Nel frattempo il Segretario Generale dell'Onu, Kofi Annan, incaricò l'ambasciatore permanente della Norvegia presso la Nato, Kai Eide, di redigere un rapporto generale sulla situazione in Kosovo. Il diplomatico norvegese in particolare arrivò alla conclusione che “la pressione in Kosovo riguardo alla questione del futuro status si fa sempre più intensa” e che dunque è finito il tempo per indugiare ulteriormente. La società kosovara chiedeva risposte concrete. Il documento indicava come termine per l'inizio delle discussioni la metà del 2005. E infatti l'Inviato Speciale Kai Eide, in un successivo rapporto del 7 ottobre 2005, ribadisce la necessità di passare alla fase successiva del processo politico in Kosovo. Dunque con l'approvazione del Consiglio di Sicurezza Kofi Annan nominò l'ex presidente finlandese, Martti Ahtisaari, Inviato Speciale per il processo del futuro status del Kosovo.

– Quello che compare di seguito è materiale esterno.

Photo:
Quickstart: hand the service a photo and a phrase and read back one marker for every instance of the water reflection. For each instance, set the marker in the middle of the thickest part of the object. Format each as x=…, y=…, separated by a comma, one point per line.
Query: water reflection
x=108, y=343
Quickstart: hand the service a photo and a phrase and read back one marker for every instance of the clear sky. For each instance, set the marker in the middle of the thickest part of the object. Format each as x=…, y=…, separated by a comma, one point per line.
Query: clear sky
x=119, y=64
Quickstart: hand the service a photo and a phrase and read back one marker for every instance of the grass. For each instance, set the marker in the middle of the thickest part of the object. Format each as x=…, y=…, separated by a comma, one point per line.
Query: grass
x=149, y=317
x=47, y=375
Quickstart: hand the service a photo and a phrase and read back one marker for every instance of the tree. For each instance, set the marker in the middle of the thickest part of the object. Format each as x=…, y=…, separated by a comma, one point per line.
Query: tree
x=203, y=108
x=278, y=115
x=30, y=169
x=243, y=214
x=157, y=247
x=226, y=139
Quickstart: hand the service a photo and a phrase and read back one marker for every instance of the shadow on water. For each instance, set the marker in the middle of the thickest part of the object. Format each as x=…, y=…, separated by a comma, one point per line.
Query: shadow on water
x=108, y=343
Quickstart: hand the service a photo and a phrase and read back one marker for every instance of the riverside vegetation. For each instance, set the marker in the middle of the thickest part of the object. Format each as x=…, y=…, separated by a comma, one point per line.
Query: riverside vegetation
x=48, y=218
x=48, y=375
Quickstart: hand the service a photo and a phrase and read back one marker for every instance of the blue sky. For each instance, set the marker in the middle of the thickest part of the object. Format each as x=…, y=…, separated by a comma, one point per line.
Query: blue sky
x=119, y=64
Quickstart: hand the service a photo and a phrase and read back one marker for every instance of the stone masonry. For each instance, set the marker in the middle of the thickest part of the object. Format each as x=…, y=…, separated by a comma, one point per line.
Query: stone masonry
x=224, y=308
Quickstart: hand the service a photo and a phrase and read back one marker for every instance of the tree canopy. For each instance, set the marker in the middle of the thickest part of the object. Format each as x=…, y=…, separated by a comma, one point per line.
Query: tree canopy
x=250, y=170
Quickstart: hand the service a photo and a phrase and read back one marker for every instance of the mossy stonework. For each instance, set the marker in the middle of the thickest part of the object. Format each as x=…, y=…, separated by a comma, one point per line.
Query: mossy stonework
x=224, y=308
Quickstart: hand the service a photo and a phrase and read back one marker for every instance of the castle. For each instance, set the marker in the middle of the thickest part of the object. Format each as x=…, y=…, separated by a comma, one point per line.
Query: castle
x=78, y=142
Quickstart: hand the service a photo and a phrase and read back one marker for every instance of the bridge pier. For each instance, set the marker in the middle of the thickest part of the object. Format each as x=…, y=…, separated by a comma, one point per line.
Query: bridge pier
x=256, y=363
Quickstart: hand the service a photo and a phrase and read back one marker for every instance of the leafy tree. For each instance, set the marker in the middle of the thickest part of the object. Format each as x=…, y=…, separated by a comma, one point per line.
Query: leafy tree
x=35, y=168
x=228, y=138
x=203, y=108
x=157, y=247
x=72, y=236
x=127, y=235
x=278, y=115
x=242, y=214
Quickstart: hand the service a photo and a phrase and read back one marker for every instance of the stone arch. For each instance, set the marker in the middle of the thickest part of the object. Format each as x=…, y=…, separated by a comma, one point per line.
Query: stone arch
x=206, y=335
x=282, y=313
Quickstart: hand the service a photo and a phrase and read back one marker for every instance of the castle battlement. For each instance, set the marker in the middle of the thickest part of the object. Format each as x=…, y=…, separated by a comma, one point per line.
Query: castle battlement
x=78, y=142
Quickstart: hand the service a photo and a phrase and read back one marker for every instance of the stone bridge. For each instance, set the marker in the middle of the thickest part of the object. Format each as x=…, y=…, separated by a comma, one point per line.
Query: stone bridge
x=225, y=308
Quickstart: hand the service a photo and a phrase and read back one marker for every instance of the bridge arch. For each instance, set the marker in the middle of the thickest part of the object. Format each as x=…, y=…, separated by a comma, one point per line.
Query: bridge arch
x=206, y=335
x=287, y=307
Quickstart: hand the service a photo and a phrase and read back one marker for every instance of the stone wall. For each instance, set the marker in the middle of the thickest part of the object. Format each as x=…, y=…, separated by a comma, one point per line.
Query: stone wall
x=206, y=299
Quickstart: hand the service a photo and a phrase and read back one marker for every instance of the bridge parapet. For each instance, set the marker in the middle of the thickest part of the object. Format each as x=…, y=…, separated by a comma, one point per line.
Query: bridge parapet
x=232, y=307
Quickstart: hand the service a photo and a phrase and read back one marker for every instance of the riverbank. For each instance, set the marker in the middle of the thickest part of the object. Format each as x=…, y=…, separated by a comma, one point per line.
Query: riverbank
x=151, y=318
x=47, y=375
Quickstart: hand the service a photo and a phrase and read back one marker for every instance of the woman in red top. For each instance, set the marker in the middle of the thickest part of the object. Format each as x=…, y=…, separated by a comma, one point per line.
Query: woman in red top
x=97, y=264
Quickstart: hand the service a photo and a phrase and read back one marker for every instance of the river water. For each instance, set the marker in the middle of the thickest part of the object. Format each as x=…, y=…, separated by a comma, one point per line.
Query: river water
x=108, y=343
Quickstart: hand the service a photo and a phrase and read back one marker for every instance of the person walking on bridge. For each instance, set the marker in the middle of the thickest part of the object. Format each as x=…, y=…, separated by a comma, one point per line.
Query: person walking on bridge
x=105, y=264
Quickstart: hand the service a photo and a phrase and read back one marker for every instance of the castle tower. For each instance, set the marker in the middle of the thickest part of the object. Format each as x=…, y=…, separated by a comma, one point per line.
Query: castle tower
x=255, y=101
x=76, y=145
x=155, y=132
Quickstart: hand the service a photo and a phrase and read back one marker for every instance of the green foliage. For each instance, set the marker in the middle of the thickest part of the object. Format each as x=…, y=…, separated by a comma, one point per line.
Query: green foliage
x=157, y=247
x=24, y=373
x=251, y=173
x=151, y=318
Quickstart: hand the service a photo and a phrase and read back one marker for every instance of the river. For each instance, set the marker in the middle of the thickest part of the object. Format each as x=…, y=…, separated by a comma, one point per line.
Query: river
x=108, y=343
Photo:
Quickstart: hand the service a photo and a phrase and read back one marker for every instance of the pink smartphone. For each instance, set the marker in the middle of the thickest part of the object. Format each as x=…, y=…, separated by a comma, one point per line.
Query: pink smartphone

In aggiunta il Gruppo di Contatto redasse il documento Ten Guiding principles, volto appunto a supportare il lavoro di Ahtisaari. Nel documento sono elencati una serie di princìpi che caratterizzano i valori comuni su cui si fondano le stesse istituzioni occidentali (tra cui i criteri di Copenhagen dell'Ue). L'ufficio di Ahtisaari, l'Unosek (United Nations Office of the Special Envoy in Kosovo), cominciò a lavorare ufficialmente nel febbraio del 2006, impegnandosi come mediatore in una serie di round negoziali tra Belgrado e Priština. Tuttavia ritardò volutamente la presentazione di una proposta finale, per permettere che le elezioni in Serbia del 21 gennaio 2007 si svolgessero in un clima quanto più sereno possibile. Il 2 febbraio 2007 Ahtisaari presentò il suo Comprehensive Proposal for the Kosovo Status Settlement sia a Priština che a Belgrado. Ma dopo un mese di intense trattative Ahtisaari dichiarò chiusi i negoziati e con ciò l'inutilità di ulteriori sforzi in questo senso.  Nel suo rapporto del 26 marzo al Segretario Generale Ban Ki-Moon, il quale a sua volta sottopone la questione al Consiglio di Sicurezza, afferma chiaramente che una soluzione definitiva per il futuro status della regione è assolutamente necessaria, e un'indipendenza condizionata, supervisionata dalla comunità internazionale, rappresenta l'unica opzione reale. Ma il Consiglio non pervenne a nessun accordo per una risoluzione definitiva sulla questione che approvasse in via ufficiale il Piano Ahtisaari. A questo punto la situazione venne prese in mano da una “Troika” di mediatori composta da Unione Europea, Stati Uniti e Russia. Ma il 10 dicembre 2007 le parti non erano ancora pervenute a nessun accordo sullo status. L'Ue quindi decise per l'avvio di un processo di “supervised independence” basato sul Piano Ahtisaari, secondo il quale ci sarebbe stato un periodo di transizione di 120 giorni che sarebbero serviti per ottenere quanti più riconoscimenti possibili dalla comunità internazionale, ma anche per permettere l'implementazione delle direttive date dal Piano. Dunque si prevedeva per aprile o maggio la dichiarazione di indipendenza condizionata, sotto la supervisione dell'Unione Europea e della Nato.

La dichiarazione unilaterale d’indipendenza del 17 febbraio 2008 di fatto vanifica tutti questi sforzi, segnando il fallimento della missione e del progetto internazionale. Dopo nove anni la questione del Kosovo è ancora motivo di tensione tra gli attori internazionali e di instabilità a livello regionale.